Rodrigo Braga, o professor de Biologia que lutou para conscientizar sua escola do risco da pandemia

Apaixonado pela sala de aula, ele considerava ser seu papel difundir informações que salvassem vidas e fez do laboratório onde lecionava um espaço privilegiado de aprendizagem

"Ele amava mais que tudo aquele laboratório”, lembra a mulher, Elisângela. Ilustração: Marcella Tamayo/NOVA ESCOLA

Bastou o coronavírus surgir no noticiário, antes mesmo de chegar ao Brasil, e ele entrou em ação. Professor de Biologia, no dia a dia e de coração, Rodrigo Braga passou a pesquisar sobre a doença e dela falar sempre que podia: quais eram os grupos de risco e as formas de transmissão? Como se precaver e evitar o pior? “Amor, você só fala de covid-19 o tempo inteiro”, disse a viúva. Mas Rodrigo continuou: não só era diabético, hipertenso e acima do peso, o que fazia dele alvo preferencial da doença, como acreditava ser seu papel difundir informações que salvassem vidas. 

Não só passou trabalhos para os alunos sobre o vírus como, assim que a pandemia interrompeu as aulas presenciais, gravou inúmeros vídeos explicando a doença, no tom calmo e didático de sempre. Alguns ainda circulam nas redes — agora como forma de homenagem. 

Rodrigo nasceu e cresceu em Belo Horizonte, na mesma casa onde muito depois moraria com os três filhos e a mulher, Elisângela — sua vizinha desde criança, que sempre passava para papear na casa dos Braga como quem não quer nada. “Um dia você vai ser minha nora”, brincava o futuro sogro. Dito e feito. “Sempre foi extremamente estudioso, tinha uma inteligência aguda que sempre admirei”, diz a viúva. Jovem, ele pensava em ser médico. Mas logo percebeu que o que lhe interessava como profissão era, sobretudo, a Biologia. Formou-se, passou a lecionar e nunca mais deixou a sala de aula. 

“Ele passava noites inteiras planejando as aulas, elaborando as provas, com uma dedicação que você não vê sempre”, conta a Elisângela. Livros abertos sobre a mesa, gráficos e tabelas no computador, não se tratava de uma obrigação. “Amor, olha só o que eu estou inventando”, ele dizia, os olhos traindo a empolgação. “Chegava a gastar dinheiro do bolso para mandar imprimir coisas na gráfica, para comprar lâminas pro laboratório, para organizar viagens. E não reclamava.
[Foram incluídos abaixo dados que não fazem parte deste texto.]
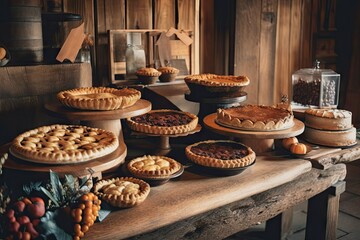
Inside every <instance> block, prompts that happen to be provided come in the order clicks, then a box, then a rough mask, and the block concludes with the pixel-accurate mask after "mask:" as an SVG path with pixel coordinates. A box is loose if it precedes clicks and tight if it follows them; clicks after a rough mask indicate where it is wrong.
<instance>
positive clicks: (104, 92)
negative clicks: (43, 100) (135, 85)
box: [57, 87, 141, 110]
mask: <svg viewBox="0 0 360 240" xmlns="http://www.w3.org/2000/svg"><path fill="white" fill-rule="evenodd" d="M140 98H141V92H140V91H138V90H136V89H133V88H123V89H116V88H108V87H84V88H75V89H70V90H66V91H61V92H59V93H58V94H57V99H58V100H59V101H60V102H61V103H62V104H64V105H65V106H68V107H71V108H77V109H84V110H116V109H123V108H126V107H130V106H132V105H134V104H135V103H136V102H137V101H138V100H139V99H140Z"/></svg>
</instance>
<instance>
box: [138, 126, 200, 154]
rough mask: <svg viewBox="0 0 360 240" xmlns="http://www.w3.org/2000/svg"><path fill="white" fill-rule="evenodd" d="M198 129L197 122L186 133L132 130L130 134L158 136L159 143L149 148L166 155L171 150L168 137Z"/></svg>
mask: <svg viewBox="0 0 360 240" xmlns="http://www.w3.org/2000/svg"><path fill="white" fill-rule="evenodd" d="M200 130H201V125H200V124H198V125H197V126H196V128H195V129H194V130H192V131H190V132H186V133H179V134H163V135H160V134H151V133H143V132H137V131H133V132H132V134H134V135H140V136H149V137H159V143H158V144H157V145H156V146H151V148H152V149H153V152H154V153H156V154H158V155H166V154H167V153H169V152H170V151H171V146H170V138H172V137H184V136H188V135H190V134H194V133H197V132H200Z"/></svg>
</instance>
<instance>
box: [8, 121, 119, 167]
mask: <svg viewBox="0 0 360 240" xmlns="http://www.w3.org/2000/svg"><path fill="white" fill-rule="evenodd" d="M118 146H119V141H118V138H117V137H116V136H115V134H114V133H112V132H110V131H106V130H103V129H99V128H91V127H86V126H76V125H51V126H43V127H39V128H36V129H33V130H30V131H27V132H25V133H22V134H20V135H19V136H17V137H16V138H15V139H14V141H13V143H12V145H11V147H10V151H11V153H12V154H14V155H15V156H16V157H19V158H21V159H24V160H27V161H32V162H38V163H49V164H64V163H79V162H84V161H89V160H92V159H95V158H99V157H102V156H105V155H107V154H110V153H112V152H113V151H114V150H116V149H117V147H118Z"/></svg>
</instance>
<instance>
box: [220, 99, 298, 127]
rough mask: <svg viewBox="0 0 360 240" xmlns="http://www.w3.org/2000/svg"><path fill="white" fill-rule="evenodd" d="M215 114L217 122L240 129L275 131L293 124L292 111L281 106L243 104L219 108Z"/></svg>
mask: <svg viewBox="0 0 360 240" xmlns="http://www.w3.org/2000/svg"><path fill="white" fill-rule="evenodd" d="M216 114H217V116H216V122H217V123H218V124H220V125H223V126H226V127H230V128H235V129H241V130H254V131H275V130H284V129H288V128H291V127H292V126H293V125H294V115H293V113H292V111H291V110H289V109H285V108H281V107H273V106H263V105H243V106H237V107H231V108H219V109H218V110H217V113H216Z"/></svg>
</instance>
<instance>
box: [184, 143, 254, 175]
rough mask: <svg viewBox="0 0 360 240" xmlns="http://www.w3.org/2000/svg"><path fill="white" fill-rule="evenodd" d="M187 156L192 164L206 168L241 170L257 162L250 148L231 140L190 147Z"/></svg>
mask: <svg viewBox="0 0 360 240" xmlns="http://www.w3.org/2000/svg"><path fill="white" fill-rule="evenodd" d="M185 154H186V156H187V158H188V159H189V160H191V161H192V162H194V163H196V164H198V165H201V166H206V167H214V168H239V167H246V166H248V165H250V164H252V163H253V162H254V161H255V158H256V154H255V152H254V151H253V150H252V149H251V148H250V147H248V146H245V145H243V144H241V143H238V142H235V141H230V140H208V141H201V142H197V143H194V144H192V145H189V146H187V147H186V148H185Z"/></svg>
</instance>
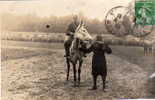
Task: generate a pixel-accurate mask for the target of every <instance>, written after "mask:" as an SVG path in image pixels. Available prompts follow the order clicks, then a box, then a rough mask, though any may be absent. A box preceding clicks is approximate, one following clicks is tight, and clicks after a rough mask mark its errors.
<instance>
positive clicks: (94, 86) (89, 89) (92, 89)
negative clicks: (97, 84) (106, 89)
mask: <svg viewBox="0 0 155 100" xmlns="http://www.w3.org/2000/svg"><path fill="white" fill-rule="evenodd" d="M96 89H97V87H96V86H93V87H92V88H90V89H89V90H96Z"/></svg>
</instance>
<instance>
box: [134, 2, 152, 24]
mask: <svg viewBox="0 0 155 100" xmlns="http://www.w3.org/2000/svg"><path fill="white" fill-rule="evenodd" d="M135 16H136V24H142V25H155V0H137V1H136V2H135Z"/></svg>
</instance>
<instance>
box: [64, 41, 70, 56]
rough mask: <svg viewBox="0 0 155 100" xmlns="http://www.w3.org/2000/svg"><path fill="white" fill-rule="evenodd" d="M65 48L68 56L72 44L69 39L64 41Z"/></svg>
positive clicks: (69, 52) (64, 46)
mask: <svg viewBox="0 0 155 100" xmlns="http://www.w3.org/2000/svg"><path fill="white" fill-rule="evenodd" d="M64 48H65V57H68V56H69V54H70V44H69V43H67V41H66V42H65V43H64Z"/></svg>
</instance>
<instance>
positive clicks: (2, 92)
mask: <svg viewBox="0 0 155 100" xmlns="http://www.w3.org/2000/svg"><path fill="white" fill-rule="evenodd" d="M112 50H113V54H112V55H107V64H108V77H107V81H108V83H107V92H103V91H102V89H101V87H102V86H101V84H102V83H101V78H99V79H98V90H96V91H94V92H93V91H89V90H88V88H90V87H91V86H92V78H91V66H90V65H91V54H89V55H88V56H87V58H85V60H84V64H83V67H82V75H81V81H82V82H81V86H80V87H73V86H72V85H73V83H72V82H73V77H72V75H73V73H72V71H71V73H70V75H71V76H70V80H69V81H68V82H66V63H65V59H64V57H63V55H64V50H63V45H62V44H60V43H58V44H57V43H53V44H52V43H50V44H49V43H38V42H36V43H34V42H19V41H18V42H16V41H2V100H79V99H80V100H95V99H96V100H103V99H105V100H107V99H115V98H153V97H154V98H155V92H154V90H153V88H152V86H151V85H152V84H153V83H152V81H151V80H150V79H149V75H150V74H151V73H152V72H153V67H154V65H155V63H154V57H152V56H148V57H144V56H143V55H142V51H141V49H139V50H135V49H133V48H124V47H112ZM133 51H135V52H133Z"/></svg>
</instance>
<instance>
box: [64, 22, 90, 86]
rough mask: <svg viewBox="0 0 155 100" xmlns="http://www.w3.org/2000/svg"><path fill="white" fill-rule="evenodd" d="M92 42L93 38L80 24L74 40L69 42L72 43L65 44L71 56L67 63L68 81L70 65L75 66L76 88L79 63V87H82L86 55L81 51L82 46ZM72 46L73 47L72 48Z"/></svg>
mask: <svg viewBox="0 0 155 100" xmlns="http://www.w3.org/2000/svg"><path fill="white" fill-rule="evenodd" d="M90 40H92V37H91V36H90V34H89V33H88V31H87V30H86V28H85V27H84V24H83V23H80V24H79V26H78V27H77V29H76V31H75V34H74V36H73V40H72V41H69V42H71V43H66V42H65V44H64V47H65V49H66V50H68V51H67V52H69V54H70V56H69V57H66V62H67V81H68V79H69V72H70V63H71V64H72V65H73V73H74V86H76V82H77V77H76V64H77V63H79V67H78V85H80V74H81V67H82V63H83V57H84V53H83V52H82V51H80V50H79V47H80V46H81V47H82V45H81V44H86V43H85V42H86V41H87V42H88V41H90ZM67 42H68V41H67ZM70 44H71V46H70Z"/></svg>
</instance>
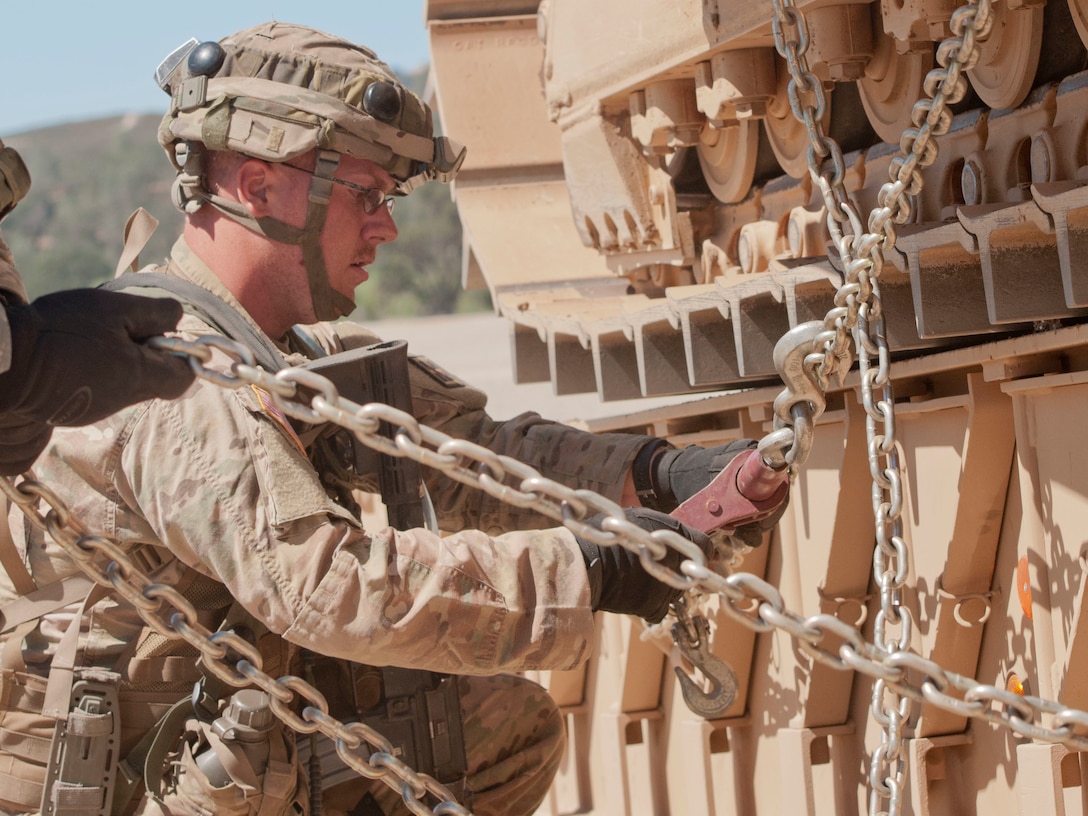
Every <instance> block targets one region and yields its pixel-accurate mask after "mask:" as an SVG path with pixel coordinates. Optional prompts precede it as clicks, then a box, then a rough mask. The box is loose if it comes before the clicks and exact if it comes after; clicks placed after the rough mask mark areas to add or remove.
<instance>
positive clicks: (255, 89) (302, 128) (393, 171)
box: [156, 22, 465, 320]
mask: <svg viewBox="0 0 1088 816" xmlns="http://www.w3.org/2000/svg"><path fill="white" fill-rule="evenodd" d="M156 81H157V82H158V83H159V85H160V87H162V89H163V90H165V91H166V92H168V94H170V96H171V102H170V111H169V112H168V113H166V115H165V116H164V118H163V120H162V123H161V124H160V126H159V143H160V144H161V145H162V146H163V148H164V149H165V150H166V154H168V156H169V157H170V159H171V161H172V162H173V163H174V166H175V168H176V169H177V173H178V175H177V178H176V180H175V182H174V191H173V197H174V203H175V205H176V206H177V207H178V209H181V210H183V211H186V212H194V211H196V210H197V209H199V208H200V207H201V206H203V205H205V203H208V205H210V206H212V207H214V208H217V209H218V210H220V211H221V212H223V213H225V214H226V215H228V217H231V218H233V219H235V220H236V221H238V222H240V223H243V224H244V225H246V226H247V227H249V228H250V230H254V231H256V232H259V233H261V234H263V235H265V236H268V237H269V238H271V239H273V240H277V242H281V243H284V244H298V245H301V247H302V257H304V259H305V262H306V269H307V274H308V276H309V284H310V292H311V295H312V297H313V309H314V313H316V314H317V317H318V319H319V320H332V319H334V318H336V317H338V316H341V314H346V313H348V312H350V311H351V310H353V309H354V308H355V304H354V302H351V300H350V299H349V298H347V297H345V296H344V295H342V294H339V293H337V292H335V290H333V289H332V287H331V286H330V285H329V277H327V273H326V271H325V263H324V256H323V254H322V251H321V245H320V235H321V228H322V225H323V224H324V220H325V211H326V209H327V203H329V197H330V195H331V191H332V182H331V178H332V177H333V174H334V173H335V172H336V168H337V165H338V164H339V160H341V156H343V154H344V153H347V154H348V156H354V157H356V158H358V159H367V160H370V161H373V162H374V163H376V164H379V165H380V166H382V168H383V169H384V170H385V171H387V172H388V173H390V175H392V176H393V178H394V180H395V181H396V188H395V190H394V191H395V193H396V194H398V195H407V194H408V193H410V191H411V190H412V189H415V188H416V187H417V186H419V185H420V184H422V183H424V182H428V181H431V180H437V181H441V182H448V181H450V180H452V178H453V177H454V175H455V174H456V173H457V171H458V169H459V168H460V165H461V162H462V161H463V160H465V149H463V148H461V147H460V146H459V145H457V144H456V143H454V141H452V140H450V139H448V138H446V137H444V136H435V135H434V124H433V121H432V116H431V110H430V108H428V107H426V104H424V103H423V101H422V100H421V99H420V98H419V97H417V96H416V95H415V94H412V92H411V91H410V90H408V89H407V88H406V87H404V85H401V84H400V82H399V81H398V79H397V78H396V75H395V74H394V73H393V71H392V70H391V69H390V67H388V65H386V64H385V63H384V62H382V61H381V60H379V59H378V55H376V54H375V53H374V52H373V51H371V50H370V49H368V48H364V47H362V46H357V45H355V44H353V42H348V41H347V40H344V39H341V38H338V37H334V36H332V35H329V34H324V33H323V32H319V30H316V29H313V28H308V27H306V26H301V25H293V24H289V23H276V22H272V23H263V24H261V25H258V26H255V27H254V28H247V29H245V30H243V32H238V33H237V34H234V35H231V36H230V37H226V38H224V39H222V40H220V41H219V42H214V41H208V42H197V41H196V40H195V39H193V40H189V41H188V42H186V44H185V45H183V46H182V47H180V48H178V49H176V50H175V51H174V52H172V53H171V54H170V55H169V57H168V58H166V59H165V60H164V61H163V63H162V64H161V65H160V66H159V70H158V71H157V72H156ZM313 149H317V151H318V153H317V156H318V159H317V166H316V170H314V172H313V176H312V181H311V183H310V190H309V200H310V203H309V211H308V213H307V219H306V225H305V226H304V227H301V228H299V227H296V226H292V225H289V224H286V223H284V222H282V221H277V220H274V219H269V218H261V219H255V218H254V217H252V215H250V214H249V213H247V212H246V211H245V210H244V209H243V208H240V207H238V206H237V205H236V203H235V202H233V201H231V200H228V199H224V198H222V197H221V196H217V195H214V194H212V193H210V191H209V190H208V189H206V188H205V186H203V180H202V175H203V172H205V159H203V156H205V151H206V150H231V151H234V152H237V153H242V154H245V156H250V157H254V158H257V159H262V160H264V161H274V162H280V161H288V160H289V159H292V158H294V157H296V156H299V154H301V153H306V152H308V151H310V150H313Z"/></svg>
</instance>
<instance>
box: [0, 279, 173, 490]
mask: <svg viewBox="0 0 1088 816" xmlns="http://www.w3.org/2000/svg"><path fill="white" fill-rule="evenodd" d="M7 311H8V321H9V323H10V325H11V335H12V361H11V368H10V369H9V370H8V371H7V372H4V373H3V374H0V469H2V470H0V472H2V473H4V474H7V475H10V474H13V473H17V472H21V470H22V469H25V467H27V466H28V465H29V463H30V462H33V461H34V459H35V458H36V457H37V455H38V454H39V453H40V452H41V448H42V447H45V444H46V442H47V441H48V438H49V426H50V425H83V424H89V423H91V422H97V421H98V420H100V419H102V418H104V417H108V416H109V415H111V413H113V412H115V411H118V410H119V409H121V408H123V407H125V406H127V405H132V404H133V403H139V401H143V400H145V399H150V398H151V397H168V398H172V397H176V396H178V395H180V394H182V392H184V391H185V390H186V388H187V387H188V386H189V384H190V383H191V382H193V376H194V374H193V371H191V370H190V369H189V367H188V363H187V362H186V361H185V360H183V359H181V358H180V357H176V356H174V355H170V354H165V353H162V351H157V350H154V349H151V348H148V347H147V346H145V345H143V341H145V339H147V338H148V337H152V336H154V335H158V334H162V333H163V332H169V331H171V330H172V329H174V327H176V325H177V321H178V320H180V319H181V317H182V307H181V304H178V302H177V301H176V300H171V299H166V298H148V297H139V296H136V295H128V294H125V293H121V292H104V290H102V289H73V290H71V292H59V293H57V294H53V295H46V296H44V297H40V298H38V299H37V300H35V301H34V302H33V304H29V305H23V304H20V305H15V306H9V307H8V309H7Z"/></svg>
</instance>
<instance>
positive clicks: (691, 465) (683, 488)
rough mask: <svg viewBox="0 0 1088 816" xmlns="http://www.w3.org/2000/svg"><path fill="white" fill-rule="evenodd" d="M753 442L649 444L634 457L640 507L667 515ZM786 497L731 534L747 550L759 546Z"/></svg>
mask: <svg viewBox="0 0 1088 816" xmlns="http://www.w3.org/2000/svg"><path fill="white" fill-rule="evenodd" d="M757 444H758V443H757V442H756V441H755V440H735V441H733V442H730V443H728V444H726V445H717V446H716V447H700V446H698V445H689V446H688V447H685V448H681V449H677V448H673V447H670V446H669V445H668V444H667V443H666V442H665V441H664V440H658V441H657V442H651V443H650V444H648V445H646V446H645V447H644V448H643V450H642V452H640V453H639V455H638V456H636V457H635V460H634V463H633V465H632V477H633V478H634V483H635V487H636V489H639V496H640V499H641V500H642V503H643V505H644V506H647V507H653V508H655V509H657V510H660V511H663V512H671V511H672V510H675V509H676V508H677V507H679V506H680V505H681V504H683V503H684V502H687V500H688V499H689V498H691V497H692V496H694V495H695V494H696V493H698V492H700V491H701V490H703V489H704V487H705V486H706V485H708V484H709V483H710V482H713V481H714V479H715V478H716V477H717V475H718V473H720V472H721V471H722V470H725V469H726V468H727V467H728V466H729V462H731V461H732V460H733V459H735V458H737V457H738V456H739V455H740V454H742V453H744V452H745V450H753V449H755V447H756V446H757ZM788 503H789V496H788V495H787V498H786V500H783V502H782V504H781V505H779V506H778V508H777V509H776V510H775V512H774V514H771V515H770V516H769V517H767V518H765V519H762V520H759V521H754V522H752V523H750V524H742V526H741V527H739V528H737V530H734V531H733V536H734V537H737V539H740V540H741V541H742V542H743V543H744V544H745V545H747V546H750V547H756V546H759V544H762V543H763V534H764V533H765V532H766V531H768V530H770V529H772V528H774V527H775V524H777V523H778V521H779V519H781V518H782V514H783V512H786V506H787V504H788Z"/></svg>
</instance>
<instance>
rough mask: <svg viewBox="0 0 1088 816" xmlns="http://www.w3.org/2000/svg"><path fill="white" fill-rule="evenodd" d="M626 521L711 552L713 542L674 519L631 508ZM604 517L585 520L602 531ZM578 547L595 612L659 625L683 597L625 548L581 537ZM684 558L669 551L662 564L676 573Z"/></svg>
mask: <svg viewBox="0 0 1088 816" xmlns="http://www.w3.org/2000/svg"><path fill="white" fill-rule="evenodd" d="M625 514H626V515H627V520H628V521H629V522H631V523H632V524H638V526H639V527H640V528H642V529H643V530H648V531H651V532H653V531H654V530H672V531H673V532H677V533H680V535H682V536H683V537H685V539H688V540H689V541H692V542H694V543H695V544H696V545H697V546H698V547H700V548H701V549H702V551H703V552H704V553H707V552H709V549H710V540H709V539H708V537H707V536H706V535H705V534H703V533H701V532H700V531H697V530H692V529H691V528H689V527H685V526H684V524H681V523H680V522H679V521H677V520H676V519H675V518H672V517H671V516H667V515H665V514H664V512H658V511H656V510H650V509H647V508H645V507H629V508H627V509H626V510H625ZM602 519H603V515H602V516H594V517H592V518H590V519H586V521H588V523H590V524H592V526H593V527H599V526H601V520H602ZM578 546H579V547H580V548H581V551H582V557H583V558H585V569H586V570H588V571H589V574H590V606H591V608H592V609H593V610H594V611H597V610H598V609H599V610H604V611H613V613H619V614H621V615H638V616H639V617H640V618H644V619H645V620H647V621H650V622H651V623H656V622H658V621H659V620H660V619H662V618H664V617H665V614H666V613H667V611H668V610H669V604H671V603H673V602H675V601H676V599H677V598H678V597H680V595H681V590H678V589H675V588H672V586H669V585H668V584H667V583H663V582H662V581H658V580H657V579H656V578H654V577H653V576H651V574H650V573H648V572H646V570H644V569H643V568H642V562H641V561H640V560H639V556H638V555H636V554H635V553H632V552H631V551H630V549H627V548H626V547H622V546H619V545H614V546H604V547H601V546H597V545H596V544H594V543H593V542H592V541H586V540H584V539H583V537H581V536H578ZM682 560H683V556H682V554H681V553H679V552H678V551H676V549H672V548H671V547H670V548H669V551H668V553H667V554H666V556H665V557H664V558H663V559H662V564H663V565H665V566H666V567H669V568H671V569H673V570H676V569H679V567H680V564H681V561H682Z"/></svg>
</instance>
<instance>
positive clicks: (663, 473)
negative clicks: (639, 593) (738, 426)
mask: <svg viewBox="0 0 1088 816" xmlns="http://www.w3.org/2000/svg"><path fill="white" fill-rule="evenodd" d="M756 444H757V443H756V441H755V440H737V441H734V442H730V443H729V444H728V445H718V446H717V447H700V446H698V445H689V446H688V447H685V448H680V449H677V448H669V449H667V450H665V453H663V454H660V455H659V456H658V457H657V458H656V459H655V461H654V469H653V473H652V474H651V478H652V479H653V482H654V492H655V493H657V495H658V496H660V497H662V500H664V502H671V503H672V506H671V507H669V510H668V511H669V512H671V511H672V510H675V509H676V508H677V507H678V506H679V505H681V504H683V503H684V502H687V500H688V499H689V498H691V497H692V496H694V495H695V494H696V493H698V492H700V491H701V490H703V487H705V486H706V485H708V484H709V483H710V482H713V481H714V478H715V477H716V475H718V473H720V472H721V471H722V470H725V469H726V467H727V466H728V465H729V462H731V461H732V460H733V459H735V458H737V456H738V455H739V454H742V453H744V452H745V450H752V449H754V448H755V446H756Z"/></svg>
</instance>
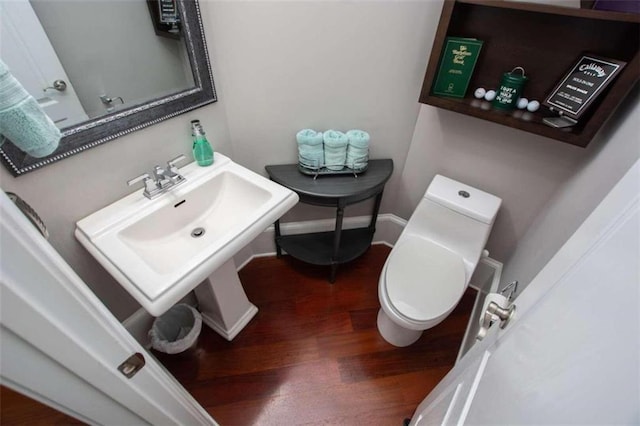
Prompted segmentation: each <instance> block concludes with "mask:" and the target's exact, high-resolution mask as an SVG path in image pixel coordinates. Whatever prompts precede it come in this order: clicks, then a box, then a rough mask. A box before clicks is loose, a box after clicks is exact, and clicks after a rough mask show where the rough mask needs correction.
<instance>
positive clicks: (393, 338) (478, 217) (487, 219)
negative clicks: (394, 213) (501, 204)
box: [377, 175, 502, 346]
mask: <svg viewBox="0 0 640 426" xmlns="http://www.w3.org/2000/svg"><path fill="white" fill-rule="evenodd" d="M501 202H502V200H501V199H500V198H498V197H496V196H494V195H491V194H488V193H486V192H483V191H480V190H479V189H476V188H473V187H470V186H468V185H465V184H462V183H460V182H456V181H455V180H453V179H449V178H446V177H444V176H441V175H436V177H435V178H434V179H433V181H432V182H431V184H430V185H429V188H428V189H427V191H426V193H425V195H424V197H423V198H422V200H421V201H420V203H419V204H418V207H417V208H416V210H415V211H414V212H413V214H412V215H411V218H410V219H409V221H408V222H407V225H406V227H405V229H404V230H403V232H402V234H401V235H400V237H399V238H398V242H397V243H396V245H395V246H394V248H393V249H392V250H391V253H390V254H389V257H388V258H387V261H386V262H385V265H384V267H383V269H382V273H381V274H380V280H379V285H378V297H379V300H380V310H379V311H378V320H377V323H378V331H379V332H380V334H381V335H382V337H383V338H384V339H385V340H386V341H387V342H389V343H391V344H392V345H394V346H408V345H410V344H412V343H414V342H415V341H416V340H418V339H419V338H420V336H421V335H422V332H423V331H424V330H427V329H429V328H431V327H434V326H435V325H437V324H439V323H440V322H441V321H443V320H444V319H445V318H446V317H447V316H448V315H449V314H450V313H451V311H453V309H454V308H455V307H456V305H457V304H458V302H459V301H460V298H461V297H462V295H463V294H464V292H465V289H466V288H467V285H468V284H469V279H470V278H471V275H472V274H473V271H474V270H475V267H476V265H477V264H478V261H479V259H480V256H481V254H482V251H483V249H484V246H485V244H486V242H487V239H488V237H489V233H490V232H491V228H492V227H493V223H494V220H495V216H496V214H497V212H498V209H499V208H500V204H501Z"/></svg>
Ele amava dar aula e ver que o aluno aprendeu algo pra vida.”

Desde que a covid-19 obrigou os professores a ficarem em casa, distante dos alunos, e a se reinventarem como mestres, Rodrigo fez mais de dez cursos remotos. “Muitos deles justamente sobre como dar aulas on-line”, lembra a viúva. “Ele não ficou parado um único dia na pandemia. Trabalhou o tempo todinho.” Se os colegas professores não estavam conseguindo se adaptar, tinha todo o tempo do mundo para ajudar, explica Maria Moreira, vice-diretora da Escola Municipal Professor Wancleber Pacheco, em Contagem (MG), onde ele lecionava ciências biológicas.  

“Não me lembro de ele ter faltado um único dia ou ter chegado sequer atrasado, tamanho o comprometimento dele”, diz o amigo Marlon Souza, colega na Escola Estadual Padre Matias, onde Rodrigo ensinava Biologia para o Ensino Fundamental e Médio. “Era cristão evangélico, mas sabia separar perfeitamente o que era crença e o que era ciência. Era sindicalizado e lutava por melhorias na escola e no ensino público. Para ele, educação era coisa séria.”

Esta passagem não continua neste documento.